06 Jan

#### Remarks, Week 12/18/2020

• Calculation speed increased 50% for calculating trial functions (Turns out more work need to be done for this part during the next two weeks).

• Automatically determine minimum polynomial order.

• Calculation speed increased >90% during calculation of residual integral. The way to do this is by implementing a new integration method. The new method and the old one show matched results.

• Details can be found in my previous blog post here.

#### Remarks, Week 12/23/2020

• Solving trial function calculation problem. Visually reasonable results achieved with reasonable / faster calculation time. (The problem is when changing symbolic expression to double numerical value, numbers are cut to 17 digits, which is not accurate enough and cause more trouble. The current solution is to change number of digits to 100 and results are more reasonable.
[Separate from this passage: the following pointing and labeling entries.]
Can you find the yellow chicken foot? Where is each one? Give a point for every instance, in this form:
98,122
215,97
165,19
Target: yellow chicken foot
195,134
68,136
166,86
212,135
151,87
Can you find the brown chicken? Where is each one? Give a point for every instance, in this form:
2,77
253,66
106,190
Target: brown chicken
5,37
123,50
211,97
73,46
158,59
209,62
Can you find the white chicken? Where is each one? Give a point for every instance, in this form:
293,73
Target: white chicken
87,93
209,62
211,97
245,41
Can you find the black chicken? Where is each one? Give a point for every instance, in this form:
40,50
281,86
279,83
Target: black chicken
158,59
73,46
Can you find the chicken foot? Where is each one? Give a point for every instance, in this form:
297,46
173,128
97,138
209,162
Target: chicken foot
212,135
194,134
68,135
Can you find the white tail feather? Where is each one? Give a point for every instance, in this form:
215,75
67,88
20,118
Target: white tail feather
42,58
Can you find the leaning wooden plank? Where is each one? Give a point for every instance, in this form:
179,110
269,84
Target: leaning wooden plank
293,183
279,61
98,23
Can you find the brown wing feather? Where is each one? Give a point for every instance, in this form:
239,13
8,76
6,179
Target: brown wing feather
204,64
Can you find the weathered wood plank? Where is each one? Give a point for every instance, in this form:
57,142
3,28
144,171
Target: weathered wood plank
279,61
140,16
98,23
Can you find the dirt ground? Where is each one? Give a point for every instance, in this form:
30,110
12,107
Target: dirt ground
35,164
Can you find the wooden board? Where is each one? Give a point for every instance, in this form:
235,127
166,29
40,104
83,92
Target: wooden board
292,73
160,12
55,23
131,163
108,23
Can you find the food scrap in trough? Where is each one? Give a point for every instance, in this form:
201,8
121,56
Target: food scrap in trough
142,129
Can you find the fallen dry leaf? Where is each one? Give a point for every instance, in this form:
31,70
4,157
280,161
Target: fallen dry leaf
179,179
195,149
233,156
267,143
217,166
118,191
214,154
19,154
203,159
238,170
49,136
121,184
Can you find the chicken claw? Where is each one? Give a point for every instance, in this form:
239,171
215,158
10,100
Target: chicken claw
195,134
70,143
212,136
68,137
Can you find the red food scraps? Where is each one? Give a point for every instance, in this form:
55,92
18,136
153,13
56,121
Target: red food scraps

The calculation time is longer then using 17 digits, but significantly faster than using null(sym), I would say >95% increase.)

• Check free boundary conditions, using the new / faster residual calculation method.

• Stress implemented.

• Details can be found in my previous blog post here.

#### Remarks, Week 12/30/2020

• MWR for plate bending, code clean up. Code can be found here

• Plate buckling research.

• Try solving buckling equation using MWR. (Result: Not how it works. So I need to try something else.)

• Details can be found in my previous blog post here.

#### Remarks for the Current Week

• Starting from the end of last year, I have been studying plate buckling.

• There are tons of research materials, I am working on a book, Theory of Elastic Stability by Timoshenko & Gere, which is very classic and cited by most research articles.

• The general buckling governing equation, for rectangular plates, is $$\frac{\partial^4 \omega_{(x, y)}}{\partial x^4} + 2 \frac{\partial^4 \omega_{(x, y)}}{\partial x^2 \partial y^2} + \frac{\partial^4 \omega_{(x, y)}}{\partial y^4} + N_{xx} \frac{\partial^2 \omega_{(x, y)}}{\partial x^2} + N_{yy} \frac{\partial^2 \omega_{(x, y)}}{\partial y^2} = 0$$

• In the book & in literature research, special cases (e.g. rectangular plates, simply-supported edges, etc) have been widely used. I will start learning how to handle these special cases first, and see if we should approximate some other arbitrary cases as those special cases with existing solutions, or we should develop approximate solutions by ourselves, like using Method of Weighted Residual in dealing with plate bending.

• Special Case 1: Rectangular plate, simply-supported on all 4 edges, force along one direction only. Study note can be found here: SS-Rectangular-1DirectionForce.

• Special Case 2-n: Other cases are summarized here: Other_cases. There aren't many useful information here. The analytical solutions are too difficult to calculate and they work for rectangular case only, which is very limited.

• I am currently working on this paper On Solving the Irregularly-Shaped Plate Buckling Problem.

#### Plans for Next Week / Next Few Weeks

• Installing ANSYS / Solidworks on lab server. (I personally prefer Solidworks, since we can also use it for 3D design, and it is said to be more direct to use than ANSYS. However, it is not free. The cost of Solidworks license can be found here). How to do it has been summarized in my previous blog post (here). I guess the first thing we need to do is to install Windows system (64 bit) on the server. I can do it, but it may take longer time since I have no previous experience. So if anyone can help with that, it would be great. Thanks.

• After installing ANSYS / Solidworks, I need to learn how to use it. There are tutorials online and our case study is not complicated. We will see how long this will take.

• Validation of plate bending. This is necessary since our approach gives approximated solutions, they need validation. However, depending on what method I eventually choose to use for calculating buckling, we may or may not need to validate plate buckling. If we use some existing (approximated/analytical) solutions, they have been validated through-out the years, so we do not need to repeat the work.

• After the above steps, I will move on to dealing with decoupling of given foldable structures, i.e. loading plates & connected plates, and figuring out how loads are transmitted to each other.